The trial court found that the rescue doctrine applies to product liability actions but concluded any alleged defect in the Suzuki was not the proximate cause of McCoy's injuries. Therefore, they granted summary judgment of dismissal. The Court of Appeals reversed, holding the rescue doctrine applied and that an injured rescuer need not prove defendant proximate caused his injuries, only that defendant proximately caused the danger.
Was defendant's negligence the proximate cause of plaintiff's injuries?

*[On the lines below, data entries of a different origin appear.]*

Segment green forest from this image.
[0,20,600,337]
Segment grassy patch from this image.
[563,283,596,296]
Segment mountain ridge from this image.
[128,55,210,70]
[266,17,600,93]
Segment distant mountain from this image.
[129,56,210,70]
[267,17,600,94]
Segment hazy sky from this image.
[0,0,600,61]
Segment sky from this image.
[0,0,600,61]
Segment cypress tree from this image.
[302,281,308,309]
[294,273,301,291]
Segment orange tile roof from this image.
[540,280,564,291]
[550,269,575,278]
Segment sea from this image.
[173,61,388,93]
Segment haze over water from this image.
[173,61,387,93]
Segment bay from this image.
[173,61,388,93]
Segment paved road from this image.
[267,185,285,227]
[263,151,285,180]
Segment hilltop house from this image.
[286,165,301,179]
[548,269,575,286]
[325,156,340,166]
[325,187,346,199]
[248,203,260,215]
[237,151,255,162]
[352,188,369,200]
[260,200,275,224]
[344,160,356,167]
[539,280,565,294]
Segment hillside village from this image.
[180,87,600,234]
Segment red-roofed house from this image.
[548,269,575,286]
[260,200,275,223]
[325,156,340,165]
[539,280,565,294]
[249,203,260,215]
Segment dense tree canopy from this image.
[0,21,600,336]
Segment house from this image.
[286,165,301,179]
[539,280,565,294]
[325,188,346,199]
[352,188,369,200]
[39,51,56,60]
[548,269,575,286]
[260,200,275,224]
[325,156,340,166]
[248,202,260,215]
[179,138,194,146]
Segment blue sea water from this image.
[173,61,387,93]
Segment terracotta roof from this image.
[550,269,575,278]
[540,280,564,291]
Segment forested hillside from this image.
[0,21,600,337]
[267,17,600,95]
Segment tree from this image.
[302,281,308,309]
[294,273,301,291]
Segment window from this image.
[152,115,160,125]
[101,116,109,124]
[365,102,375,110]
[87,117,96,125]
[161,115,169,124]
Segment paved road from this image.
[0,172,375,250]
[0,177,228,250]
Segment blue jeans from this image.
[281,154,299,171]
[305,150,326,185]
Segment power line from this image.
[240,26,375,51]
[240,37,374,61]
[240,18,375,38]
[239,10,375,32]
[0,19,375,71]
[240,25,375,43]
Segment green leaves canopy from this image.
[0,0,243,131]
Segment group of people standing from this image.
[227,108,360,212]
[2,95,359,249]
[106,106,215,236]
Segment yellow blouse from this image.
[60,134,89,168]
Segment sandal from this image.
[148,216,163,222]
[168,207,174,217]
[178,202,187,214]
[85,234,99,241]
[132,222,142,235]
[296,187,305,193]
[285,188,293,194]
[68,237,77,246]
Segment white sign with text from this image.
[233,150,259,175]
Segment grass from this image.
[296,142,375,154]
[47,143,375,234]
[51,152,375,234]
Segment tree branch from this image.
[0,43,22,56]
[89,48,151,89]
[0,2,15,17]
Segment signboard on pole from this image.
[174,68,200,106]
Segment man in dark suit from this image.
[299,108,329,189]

The rescue doctrine does not apply to product liability actions
Even if the rescue doctrine applied, plaintiff must still prove Suzuki proximately caused his injuries, which plaintiff cannot do because it was totally unforeseeable that a rescuer would be injured by a third party because of this defect.
There's no reason the rescue doctrine shouldn't apply apply to product liability cases. Proximate cause must still be shown however. The proximate cause here is too close to be decided by the court; a jury should decide it.
A jury should decide proximate cause. Remanded.